The Olympic community has also been shaken by the suicide of 29-year-old U.S. freestyle skier Jeret 'Speedy' Peterson, a silver medalist in the aerials at the 2010 Vancouver Olympics.
While drug-testing and concussion prevention are now discussed openly in locker rooms in sports leagues around the world, depression, a disease that affects millions, remains prevalent in professional sport but paid little attention until tragedy strikes.
Rypien, a scrappy forward who had just signed a one-year contract to play for the Winnipeg Jets, was found dead in his apartment on Monday.
The coroner has yet to determine the cause of death but Rypien had grappled with depression for a decade, a disease that had threatened to derail his NHL career several times.
New York Ranger Boogaard, one of the NHL's most feared enforcers, was found dead in his apartment in May. His death was deemed an accident caused by a lethal cocktail of alcohol and painkillers.
Peterson, who had admitted to problems with alcohol and depression, was found dead from a self-inflicted gunshot in a remote canyon in Utah.
"I think there remains a significant stigma (about depression) in the general population but more so in the professional athlete," Dr. Don Malone, head of the Psychiatric Neuromodulation Center at the prominent Cleveland Clinic, told Reuters.
"There's an aspect to it in the athletes that they want to keep it hidden.

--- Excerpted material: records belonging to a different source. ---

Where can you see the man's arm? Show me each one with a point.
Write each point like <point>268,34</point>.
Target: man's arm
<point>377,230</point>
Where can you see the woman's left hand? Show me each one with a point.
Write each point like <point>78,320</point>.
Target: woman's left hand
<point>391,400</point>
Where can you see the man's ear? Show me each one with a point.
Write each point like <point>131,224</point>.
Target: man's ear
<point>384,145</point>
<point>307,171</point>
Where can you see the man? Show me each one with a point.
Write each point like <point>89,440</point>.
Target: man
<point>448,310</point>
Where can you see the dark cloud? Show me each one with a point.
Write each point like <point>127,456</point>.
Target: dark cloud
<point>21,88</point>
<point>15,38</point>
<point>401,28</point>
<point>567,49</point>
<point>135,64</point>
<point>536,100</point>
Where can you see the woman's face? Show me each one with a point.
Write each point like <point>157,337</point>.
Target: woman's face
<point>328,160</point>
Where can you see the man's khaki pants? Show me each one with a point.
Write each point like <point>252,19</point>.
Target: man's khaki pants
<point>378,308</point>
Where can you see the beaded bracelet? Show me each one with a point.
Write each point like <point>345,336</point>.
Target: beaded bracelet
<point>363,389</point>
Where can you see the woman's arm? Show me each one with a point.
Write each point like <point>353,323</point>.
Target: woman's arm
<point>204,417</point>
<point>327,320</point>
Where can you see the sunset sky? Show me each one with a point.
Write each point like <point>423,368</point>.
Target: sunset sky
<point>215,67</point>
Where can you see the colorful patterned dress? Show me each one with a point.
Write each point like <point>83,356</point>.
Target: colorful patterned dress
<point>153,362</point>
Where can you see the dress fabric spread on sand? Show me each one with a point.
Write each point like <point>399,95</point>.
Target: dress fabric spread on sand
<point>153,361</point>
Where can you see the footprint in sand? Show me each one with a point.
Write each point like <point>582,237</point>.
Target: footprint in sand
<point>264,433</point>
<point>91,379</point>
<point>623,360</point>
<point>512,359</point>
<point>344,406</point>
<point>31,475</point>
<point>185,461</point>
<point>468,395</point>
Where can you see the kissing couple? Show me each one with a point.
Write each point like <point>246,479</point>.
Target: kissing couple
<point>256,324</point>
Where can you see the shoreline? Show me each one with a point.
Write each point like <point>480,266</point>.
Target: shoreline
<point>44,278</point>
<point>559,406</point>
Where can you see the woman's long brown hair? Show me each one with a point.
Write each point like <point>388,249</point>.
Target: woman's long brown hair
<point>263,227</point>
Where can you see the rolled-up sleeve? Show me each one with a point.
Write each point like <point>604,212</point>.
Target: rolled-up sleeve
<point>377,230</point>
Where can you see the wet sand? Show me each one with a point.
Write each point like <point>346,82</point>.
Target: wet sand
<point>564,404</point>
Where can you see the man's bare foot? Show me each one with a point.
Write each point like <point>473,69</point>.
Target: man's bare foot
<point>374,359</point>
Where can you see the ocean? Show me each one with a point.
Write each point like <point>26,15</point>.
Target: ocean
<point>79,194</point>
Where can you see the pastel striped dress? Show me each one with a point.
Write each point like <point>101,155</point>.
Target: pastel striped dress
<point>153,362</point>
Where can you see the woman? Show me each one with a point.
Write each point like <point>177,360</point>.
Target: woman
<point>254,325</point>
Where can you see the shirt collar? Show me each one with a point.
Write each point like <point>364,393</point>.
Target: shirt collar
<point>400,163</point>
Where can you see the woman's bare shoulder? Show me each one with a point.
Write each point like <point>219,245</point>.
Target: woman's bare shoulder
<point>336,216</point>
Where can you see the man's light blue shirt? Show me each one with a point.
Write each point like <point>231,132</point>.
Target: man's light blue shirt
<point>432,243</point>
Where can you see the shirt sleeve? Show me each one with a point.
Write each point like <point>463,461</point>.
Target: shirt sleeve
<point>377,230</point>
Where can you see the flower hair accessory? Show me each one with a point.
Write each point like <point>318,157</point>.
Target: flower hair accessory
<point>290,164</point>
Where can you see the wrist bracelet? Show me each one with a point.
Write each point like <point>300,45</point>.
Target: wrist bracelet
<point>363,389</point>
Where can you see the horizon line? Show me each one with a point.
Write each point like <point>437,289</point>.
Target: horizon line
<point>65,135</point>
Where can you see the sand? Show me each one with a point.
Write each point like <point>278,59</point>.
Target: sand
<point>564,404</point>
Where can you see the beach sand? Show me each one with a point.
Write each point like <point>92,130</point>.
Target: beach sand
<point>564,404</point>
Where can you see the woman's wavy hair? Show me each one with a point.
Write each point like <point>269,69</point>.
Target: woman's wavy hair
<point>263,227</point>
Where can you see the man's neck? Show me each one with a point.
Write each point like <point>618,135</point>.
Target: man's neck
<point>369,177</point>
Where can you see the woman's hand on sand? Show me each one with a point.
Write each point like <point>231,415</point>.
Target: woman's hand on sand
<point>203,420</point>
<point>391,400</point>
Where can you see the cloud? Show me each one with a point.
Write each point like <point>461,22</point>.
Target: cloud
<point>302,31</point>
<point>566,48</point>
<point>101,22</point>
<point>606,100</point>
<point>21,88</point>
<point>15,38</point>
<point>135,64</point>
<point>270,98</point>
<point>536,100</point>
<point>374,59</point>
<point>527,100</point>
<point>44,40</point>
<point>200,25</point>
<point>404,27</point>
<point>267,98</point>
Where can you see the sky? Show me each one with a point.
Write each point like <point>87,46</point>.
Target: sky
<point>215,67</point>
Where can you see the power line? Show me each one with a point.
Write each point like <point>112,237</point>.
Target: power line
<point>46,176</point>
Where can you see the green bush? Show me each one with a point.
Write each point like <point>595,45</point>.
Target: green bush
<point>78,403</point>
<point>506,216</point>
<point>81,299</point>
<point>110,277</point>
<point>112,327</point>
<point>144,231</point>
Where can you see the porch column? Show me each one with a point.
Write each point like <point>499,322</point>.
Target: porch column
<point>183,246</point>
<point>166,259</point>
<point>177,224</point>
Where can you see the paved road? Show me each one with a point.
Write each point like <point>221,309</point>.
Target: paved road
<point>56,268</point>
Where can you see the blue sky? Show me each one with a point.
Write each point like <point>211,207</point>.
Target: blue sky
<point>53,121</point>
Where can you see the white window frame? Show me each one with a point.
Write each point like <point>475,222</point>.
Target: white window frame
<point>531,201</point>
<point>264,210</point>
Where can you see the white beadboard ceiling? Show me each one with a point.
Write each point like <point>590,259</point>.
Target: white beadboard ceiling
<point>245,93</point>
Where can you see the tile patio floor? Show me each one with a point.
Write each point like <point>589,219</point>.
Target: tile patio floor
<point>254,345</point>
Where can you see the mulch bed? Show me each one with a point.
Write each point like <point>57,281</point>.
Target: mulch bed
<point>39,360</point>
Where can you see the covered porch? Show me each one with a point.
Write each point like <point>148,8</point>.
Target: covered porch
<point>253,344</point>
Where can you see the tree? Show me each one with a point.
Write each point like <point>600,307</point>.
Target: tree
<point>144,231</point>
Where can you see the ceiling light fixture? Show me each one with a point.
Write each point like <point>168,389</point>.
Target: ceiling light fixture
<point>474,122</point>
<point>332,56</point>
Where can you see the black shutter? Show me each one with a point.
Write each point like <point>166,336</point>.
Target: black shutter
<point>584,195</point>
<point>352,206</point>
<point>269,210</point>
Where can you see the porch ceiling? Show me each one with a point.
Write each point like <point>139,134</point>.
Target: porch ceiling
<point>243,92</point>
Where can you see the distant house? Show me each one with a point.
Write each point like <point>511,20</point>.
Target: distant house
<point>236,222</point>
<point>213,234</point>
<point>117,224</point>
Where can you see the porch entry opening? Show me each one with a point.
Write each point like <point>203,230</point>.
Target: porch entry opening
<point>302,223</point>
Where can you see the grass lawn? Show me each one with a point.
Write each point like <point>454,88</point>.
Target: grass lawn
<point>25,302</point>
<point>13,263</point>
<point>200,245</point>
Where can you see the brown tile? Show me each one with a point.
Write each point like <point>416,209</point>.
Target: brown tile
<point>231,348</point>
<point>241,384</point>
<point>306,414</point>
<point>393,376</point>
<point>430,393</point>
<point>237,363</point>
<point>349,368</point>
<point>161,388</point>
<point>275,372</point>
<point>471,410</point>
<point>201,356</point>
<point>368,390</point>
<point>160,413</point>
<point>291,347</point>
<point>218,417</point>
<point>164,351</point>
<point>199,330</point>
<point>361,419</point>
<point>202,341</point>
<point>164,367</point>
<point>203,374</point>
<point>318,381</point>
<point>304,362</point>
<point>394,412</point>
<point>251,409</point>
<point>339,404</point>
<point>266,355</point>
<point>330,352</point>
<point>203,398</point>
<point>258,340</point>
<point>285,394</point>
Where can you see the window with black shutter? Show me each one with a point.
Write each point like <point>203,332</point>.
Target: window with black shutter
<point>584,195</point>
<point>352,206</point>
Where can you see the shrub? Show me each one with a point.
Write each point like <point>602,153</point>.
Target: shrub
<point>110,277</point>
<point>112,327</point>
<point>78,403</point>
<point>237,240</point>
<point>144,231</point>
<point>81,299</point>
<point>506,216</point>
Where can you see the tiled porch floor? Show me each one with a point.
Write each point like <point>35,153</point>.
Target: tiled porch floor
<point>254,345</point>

"Athletes are not immune. They can suffer silently."
Rypien and Boogaard earned their living on the NHL's unforgiving fringes, and were fighting to keep their places on their teams.
Rypien, the son of former amateur boxing champion, reputedly loved his job and delighted in squaring off with bigger, heavier challengers as an NHL tough guy.
He had sought help from the league's substance abuse and behavior health program which was put in place in 1996 to help players and their families deal with a variety of issues from grief counseling to drug abuse and depression.
About 14.8 million Americans are diagnosed with depression each year. About seven million receive treatment, according to Dr. Alan Manevitz, a clinical psychiatrist at Lenox Hill Hospital in New York.
Former Toronto Maple Leaf great Ron Ellis is now a speaker on the importance of diagnosing and treating clinical depression.
"When you're on top of your career, there is intense pressure to stay on top ... particularly in incredibly competitive careers like in pro sports, show business," Jeffrey Parsons, an addiction expert and professor of psychology at Hunter College in New York, told Reuters.
"The reasons that might tend to weigh on someone could lead to depression suicide and substance abuse with the spotlight being on them so heavily and so often."